XANGAI - À medida que a China administra desafios enormes - entre eles, um setor imobiliário em implosão, dados demográficos desfavoráveis e crescimento em desaceleração -, dúvidas sobre o futuro do maior mecanismo de crescimento do mundo se intensificam. Some-se a isso a ascensão geopolítica chinesa, combinada às tensões agravadas com os Estados Unidos, e a necessidade de entender a economia política da China se torna mais urgente do que nunca.

Um livro recente de Yasheng Huang, do MIT - The Rise and Fall of the EAST: How Exams, Autocracy, Stability, and Technology Brought China Success, and Why They Might Lead to Its Decline(“Ascensão e Queda do EAST: Como Exames, Autocracia, Estabilidade e Tecnologia fizeram da China um Sucesso, e como podem arruiná-la”, em tradução livre do inglês) - pode ajudar.
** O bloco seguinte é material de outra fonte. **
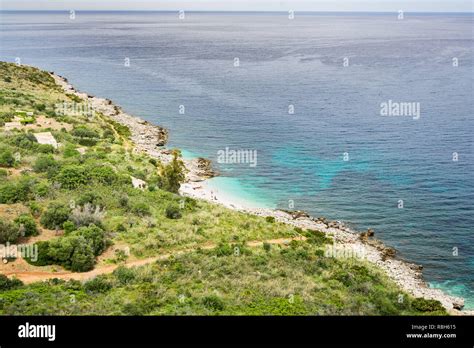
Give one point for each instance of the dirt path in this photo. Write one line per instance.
(35, 276)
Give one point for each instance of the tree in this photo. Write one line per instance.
(72, 176)
(172, 175)
(45, 163)
(55, 215)
(6, 158)
(27, 225)
(8, 232)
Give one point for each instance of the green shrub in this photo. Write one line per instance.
(425, 305)
(69, 227)
(72, 176)
(173, 212)
(86, 215)
(95, 236)
(9, 284)
(124, 275)
(90, 197)
(35, 208)
(223, 250)
(70, 151)
(72, 252)
(104, 175)
(55, 215)
(6, 158)
(267, 246)
(98, 285)
(45, 148)
(42, 189)
(85, 136)
(14, 192)
(26, 225)
(172, 175)
(84, 132)
(270, 219)
(8, 232)
(141, 209)
(45, 163)
(213, 303)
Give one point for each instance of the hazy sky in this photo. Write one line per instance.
(243, 5)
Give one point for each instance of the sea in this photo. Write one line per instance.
(366, 118)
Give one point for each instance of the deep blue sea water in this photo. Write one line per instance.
(337, 110)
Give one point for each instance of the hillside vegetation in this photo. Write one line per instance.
(78, 205)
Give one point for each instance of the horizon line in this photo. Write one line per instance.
(232, 11)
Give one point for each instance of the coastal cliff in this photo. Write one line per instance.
(307, 265)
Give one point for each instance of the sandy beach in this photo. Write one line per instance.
(150, 139)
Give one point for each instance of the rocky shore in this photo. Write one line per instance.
(150, 139)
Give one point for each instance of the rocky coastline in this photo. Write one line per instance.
(151, 139)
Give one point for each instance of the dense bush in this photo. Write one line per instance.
(42, 189)
(55, 215)
(45, 164)
(26, 225)
(19, 191)
(213, 303)
(95, 236)
(85, 136)
(124, 275)
(9, 284)
(73, 252)
(90, 197)
(98, 285)
(425, 305)
(86, 215)
(6, 158)
(141, 209)
(8, 232)
(70, 151)
(104, 175)
(173, 212)
(172, 175)
(72, 176)
(270, 219)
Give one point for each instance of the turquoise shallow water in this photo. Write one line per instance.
(336, 110)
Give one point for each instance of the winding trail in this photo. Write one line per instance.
(28, 277)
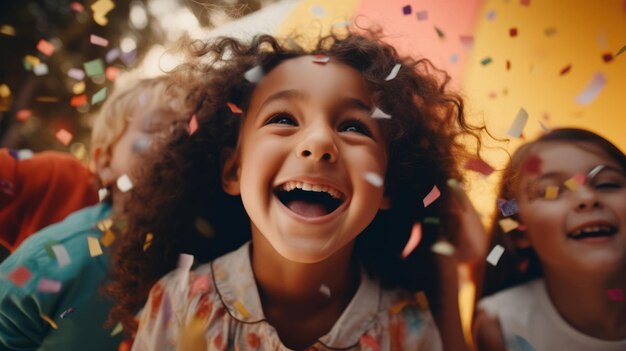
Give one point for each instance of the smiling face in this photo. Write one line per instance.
(305, 149)
(583, 228)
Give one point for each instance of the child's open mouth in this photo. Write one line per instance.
(309, 200)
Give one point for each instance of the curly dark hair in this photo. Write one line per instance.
(182, 184)
(508, 272)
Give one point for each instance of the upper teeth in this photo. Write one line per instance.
(289, 186)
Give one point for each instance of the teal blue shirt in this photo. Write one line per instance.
(21, 308)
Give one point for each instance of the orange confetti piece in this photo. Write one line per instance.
(64, 137)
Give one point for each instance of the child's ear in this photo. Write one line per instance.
(230, 172)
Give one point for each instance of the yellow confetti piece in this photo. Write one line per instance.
(508, 224)
(242, 309)
(551, 192)
(94, 246)
(148, 241)
(50, 321)
(108, 238)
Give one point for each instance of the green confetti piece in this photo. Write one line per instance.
(94, 68)
(99, 96)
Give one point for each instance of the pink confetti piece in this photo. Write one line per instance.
(45, 47)
(64, 137)
(193, 125)
(19, 276)
(592, 90)
(48, 286)
(99, 41)
(414, 240)
(432, 196)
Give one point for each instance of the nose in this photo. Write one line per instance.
(318, 145)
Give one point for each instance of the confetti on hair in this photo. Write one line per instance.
(254, 74)
(49, 321)
(394, 72)
(519, 123)
(193, 124)
(67, 312)
(378, 113)
(414, 240)
(495, 254)
(148, 241)
(45, 47)
(615, 294)
(48, 286)
(19, 276)
(124, 183)
(592, 90)
(100, 10)
(234, 108)
(508, 224)
(432, 196)
(94, 246)
(443, 248)
(99, 41)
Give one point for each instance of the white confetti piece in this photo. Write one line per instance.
(124, 183)
(495, 254)
(394, 72)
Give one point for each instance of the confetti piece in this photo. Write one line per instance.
(193, 124)
(67, 312)
(100, 10)
(49, 320)
(19, 276)
(45, 47)
(99, 41)
(148, 242)
(508, 208)
(592, 90)
(94, 246)
(124, 183)
(378, 113)
(508, 224)
(94, 68)
(48, 286)
(495, 254)
(64, 137)
(443, 248)
(254, 74)
(414, 240)
(616, 294)
(63, 258)
(325, 290)
(432, 196)
(321, 59)
(519, 123)
(374, 179)
(394, 72)
(480, 166)
(370, 342)
(100, 96)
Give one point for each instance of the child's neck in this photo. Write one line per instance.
(303, 301)
(582, 299)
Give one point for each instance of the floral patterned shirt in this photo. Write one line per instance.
(224, 297)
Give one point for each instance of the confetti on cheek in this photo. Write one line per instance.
(414, 240)
(48, 286)
(394, 72)
(124, 183)
(432, 196)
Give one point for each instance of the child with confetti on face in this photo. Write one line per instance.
(316, 173)
(49, 287)
(559, 283)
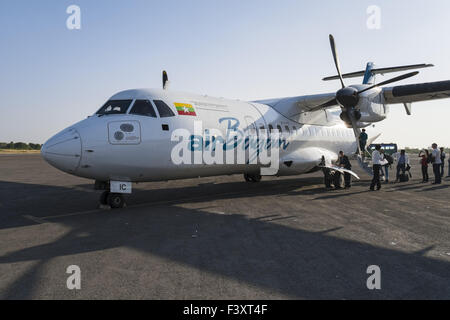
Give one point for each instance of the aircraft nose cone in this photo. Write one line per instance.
(63, 151)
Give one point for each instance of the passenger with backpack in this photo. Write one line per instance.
(443, 155)
(387, 166)
(402, 163)
(425, 159)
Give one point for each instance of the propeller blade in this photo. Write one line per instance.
(165, 79)
(402, 77)
(336, 59)
(330, 103)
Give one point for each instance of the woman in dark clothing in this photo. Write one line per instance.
(425, 155)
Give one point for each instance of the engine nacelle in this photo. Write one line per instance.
(371, 108)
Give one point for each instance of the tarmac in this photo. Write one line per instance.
(221, 238)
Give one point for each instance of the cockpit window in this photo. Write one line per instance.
(143, 108)
(163, 109)
(115, 107)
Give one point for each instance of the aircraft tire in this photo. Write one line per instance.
(115, 200)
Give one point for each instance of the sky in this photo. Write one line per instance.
(52, 77)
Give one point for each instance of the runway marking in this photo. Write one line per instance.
(79, 213)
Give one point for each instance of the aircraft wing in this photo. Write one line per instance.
(303, 103)
(417, 92)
Huang desenvolve a heurística “EAST” do registro histórico dos últimos dois milênios e meio, em especial dos últimos 40 anos, para chegar a uma conclusão simples: A China precisa fazer mudanças radicais para desenvolver seu potencial pleno de desenvolvimento.

Huang argumenta que as sementes da queda da China foram plantadas ainda no século 6, com a criação do sufocante sistema Keju de avaliações para o serviço civil. Na visão dele, esse sistema de exames oferece uma resposta à “grande pergunta” do historiador Joseph Needham: Por que a China imperial, com suas vantagens científicas e tecnológicas profundas, fracassou em lançar sua própria Revolução Industrial muito antes da Europa?

Antes da implantação do sistema Keju, a China vinha fabricando algumas das invenções mais transformadoras da história, como a pólvora, a bússola e o papel. Contudo, a pesquisa empírica de Huang sugere que a criatividade chinesa teve seu auge entre 220 e 581, durante o bastante caótico interregno Han-Sui. “A primeira onda de estagnação tecnológica da China”, observa Huang, “coincide com o fim da fragmentação política chinesa”.

Ascensão e queda do EAST parece exagerar alguns traços do registro histórico para oferecer uma narrativa mais “limpa” do que seria apropriado. Por exemplo, um registro das demissões de primeiros ministros forma a base da conclusão de Huang de que, com a introdução do Keju, os freios e contrapesos entre imperadores e seus burocratas desapareceram para dar lugar a uma “relação simbiótica”. O resultado é uma narrativa quase linear do declínio. Mas é difícil conciliar isso com a “revolução industriosa”, durante a qual a população chinesa mais que dobrou, e sua participação no PIB global chegou a um terço.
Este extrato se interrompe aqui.